- Sire: Vulgan
- Grandsire: Sirlan
- Dam: Turkish Tourist
- Damsire: Turkhan
- Sex: Gelding
- Foaled: 1962
- Country: United Kingdom
- Colour: Bay
- Breeder: F. D. Farmer
- Owner: Tony Chambers
- Trainer: Fred Rimell

Major wins
- Mackeson Gold Cup (1969 and 1971) Grand National (1970)

= Gay Trip =

British-bred Thoroughbred racehorse

Gay Trip was a racehorse noted for winning the 1970 Grand National.

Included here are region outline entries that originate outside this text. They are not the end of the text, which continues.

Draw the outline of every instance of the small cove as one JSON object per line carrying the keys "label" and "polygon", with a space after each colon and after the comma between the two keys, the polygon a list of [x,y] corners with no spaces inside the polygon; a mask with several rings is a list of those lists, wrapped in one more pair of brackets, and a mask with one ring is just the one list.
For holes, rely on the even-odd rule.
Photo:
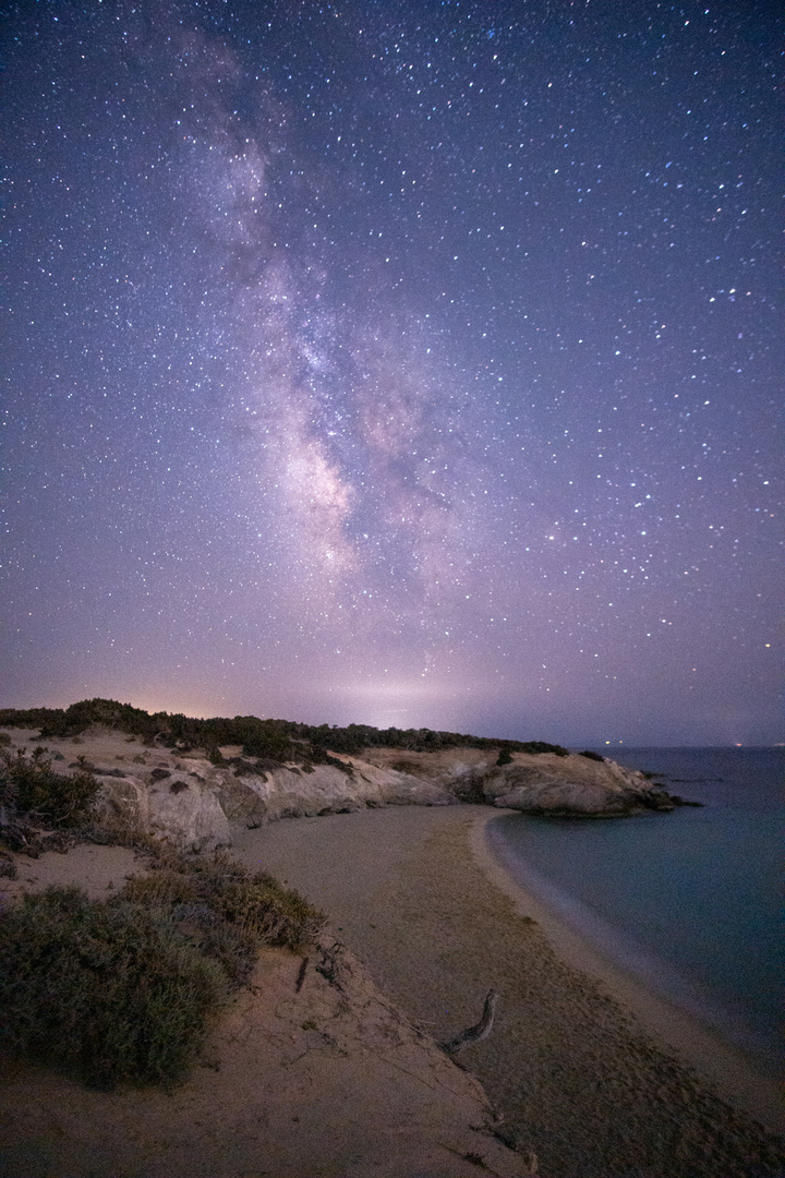
{"label": "small cove", "polygon": [[590,822],[505,815],[488,830],[494,854],[604,955],[777,1072],[783,750],[613,755],[704,807]]}

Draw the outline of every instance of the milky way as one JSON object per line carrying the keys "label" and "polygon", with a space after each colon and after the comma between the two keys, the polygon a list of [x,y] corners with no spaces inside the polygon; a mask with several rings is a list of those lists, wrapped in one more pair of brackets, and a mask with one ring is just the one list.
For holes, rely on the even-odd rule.
{"label": "milky way", "polygon": [[9,6],[5,706],[780,740],[774,6]]}

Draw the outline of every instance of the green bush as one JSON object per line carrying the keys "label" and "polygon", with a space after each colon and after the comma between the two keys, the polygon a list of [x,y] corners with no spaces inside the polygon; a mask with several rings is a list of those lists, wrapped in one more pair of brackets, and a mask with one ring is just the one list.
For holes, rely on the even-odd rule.
{"label": "green bush", "polygon": [[98,1087],[180,1079],[229,988],[171,915],[73,887],[2,913],[0,960],[0,1043]]}
{"label": "green bush", "polygon": [[86,770],[71,776],[53,773],[42,748],[29,757],[22,749],[16,756],[0,754],[0,805],[48,826],[79,826],[88,818],[98,789],[98,781]]}
{"label": "green bush", "polygon": [[172,1085],[259,945],[299,947],[322,920],[225,853],[161,849],[111,900],[25,896],[0,913],[0,1046],[92,1086]]}

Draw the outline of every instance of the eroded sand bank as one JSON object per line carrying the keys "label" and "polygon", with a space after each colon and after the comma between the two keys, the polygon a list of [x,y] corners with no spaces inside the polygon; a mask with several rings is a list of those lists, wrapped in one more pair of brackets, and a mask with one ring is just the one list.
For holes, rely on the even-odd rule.
{"label": "eroded sand bank", "polygon": [[493,1034],[461,1059],[550,1178],[780,1173],[784,1156],[751,1116],[776,1117],[771,1088],[521,893],[487,852],[491,816],[450,807],[282,821],[237,830],[235,853],[325,907],[381,990],[437,1039],[500,992]]}

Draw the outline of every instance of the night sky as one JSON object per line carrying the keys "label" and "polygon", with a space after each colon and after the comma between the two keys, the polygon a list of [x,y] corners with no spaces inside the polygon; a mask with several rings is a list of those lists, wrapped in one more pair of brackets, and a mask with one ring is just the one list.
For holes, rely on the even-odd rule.
{"label": "night sky", "polygon": [[777,6],[5,6],[7,707],[783,740]]}

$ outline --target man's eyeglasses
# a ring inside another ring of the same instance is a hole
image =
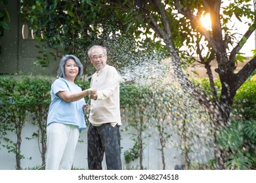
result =
[[[96,60],[98,59],[98,58],[99,58],[100,59],[101,59],[102,58],[104,58],[106,55],[100,55],[98,56],[93,56],[92,58],[91,58],[92,59],[94,59],[94,60]]]

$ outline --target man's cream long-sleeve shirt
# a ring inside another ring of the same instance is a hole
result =
[[[96,100],[91,100],[89,120],[93,125],[110,123],[112,126],[121,125],[119,102],[121,77],[116,68],[106,65],[93,75],[91,88],[97,90]]]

Gay Trip was a small bay gelding owned by Tony Chambers and trained by Fred Rimell. Formerly a flat racing horse, Gay Trip was switched to National Hunt racing as a five-year-old and won the Mackeson Gold Cup in 1969. In the 1970 Grand National he was ridden by Pat Taaffe after his regular jockey Terry Biddlecombe was ruled out of the race by injury. Gay Trip carried top weight of 11 stones five pounds despite previously never having won a race longer than 2 1/2 miles and started at odds of 15/1 in a field of twenty-eight runners. He took the lead at the second last fence and drew clear to win by twenty lengths.
Since 1970 only Red Rum has won the Grand National carrying top weight.

It was Fred Rimell's third national winner having previously won with E.S.B. and Nicolaus Silver.

In 1972 he finished second in the Grand National, ridden by Biddlecombe.